L'enfer, c'est les autres…
Un degré de difficulté en plus. Cette année, Philippe Raud s'est lancé sur le Dakar un challenge qu'il n'avait pas encore expérimenté : s'engager en course avec une mission d'assistance rapide pour trois autres véhicules. Dès lors, le devoir lui imposait de faire la course derrière, mais au plus près de ses protégés. Ce qui n'empêche pas d'être confronté soi-même à son lot de mésaventures :
« Nous avons eu des problèmes dans toute la première semaine.
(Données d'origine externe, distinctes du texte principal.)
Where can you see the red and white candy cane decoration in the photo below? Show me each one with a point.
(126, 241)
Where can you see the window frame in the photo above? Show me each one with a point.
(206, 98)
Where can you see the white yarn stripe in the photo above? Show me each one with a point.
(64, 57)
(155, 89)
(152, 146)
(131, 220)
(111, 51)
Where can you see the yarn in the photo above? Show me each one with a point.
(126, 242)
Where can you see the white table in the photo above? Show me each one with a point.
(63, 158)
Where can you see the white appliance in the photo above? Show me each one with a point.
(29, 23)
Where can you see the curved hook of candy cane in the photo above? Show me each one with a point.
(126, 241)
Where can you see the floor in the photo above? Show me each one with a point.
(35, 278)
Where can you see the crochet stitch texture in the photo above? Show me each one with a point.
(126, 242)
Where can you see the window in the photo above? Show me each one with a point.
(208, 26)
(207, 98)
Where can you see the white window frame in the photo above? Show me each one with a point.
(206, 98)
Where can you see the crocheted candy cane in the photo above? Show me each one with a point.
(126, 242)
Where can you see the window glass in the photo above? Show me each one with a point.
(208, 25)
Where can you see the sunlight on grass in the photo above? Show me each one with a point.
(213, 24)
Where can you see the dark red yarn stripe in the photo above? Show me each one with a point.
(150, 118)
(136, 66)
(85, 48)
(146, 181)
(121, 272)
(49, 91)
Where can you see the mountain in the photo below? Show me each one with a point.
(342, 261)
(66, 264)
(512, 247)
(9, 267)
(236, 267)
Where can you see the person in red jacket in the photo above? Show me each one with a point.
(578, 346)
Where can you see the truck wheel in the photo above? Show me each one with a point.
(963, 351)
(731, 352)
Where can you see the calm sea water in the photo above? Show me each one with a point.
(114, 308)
Si bien que dans la grosse étape de dunes, nous avons roulé toute la nuit sans lumière ! A l'arrivée nous avons eu les félicitations de David Castera ». Manifestement, on ne manque pas de tempérament dans la voiture numéro 400, où Philippe roule avec Patrice Saint Marc :
« Une fois que nos problèmes ont été réglés, ce sont les problèmes des autres qui nous ont fait passer les nuits dehors. Sur l'étape d'Arequipa, nous avons dû tirer à la ficelle la voiture de Gérald Mognier pendant toute la deuxième spéciale, et là c'était interminable ». Au total, Philippe Raud ne s'attendait pas à un défi aussi exigeant :
« j'ai voulu goûter à cette façon de vivre le Dakar, mais je ne sais pas si je recommencerai. C'était le plus dur de tous ceux que j'ai passés. Et en même temps, cela m'a permis d'avoir une autre vision de la course, de prendre du recul ».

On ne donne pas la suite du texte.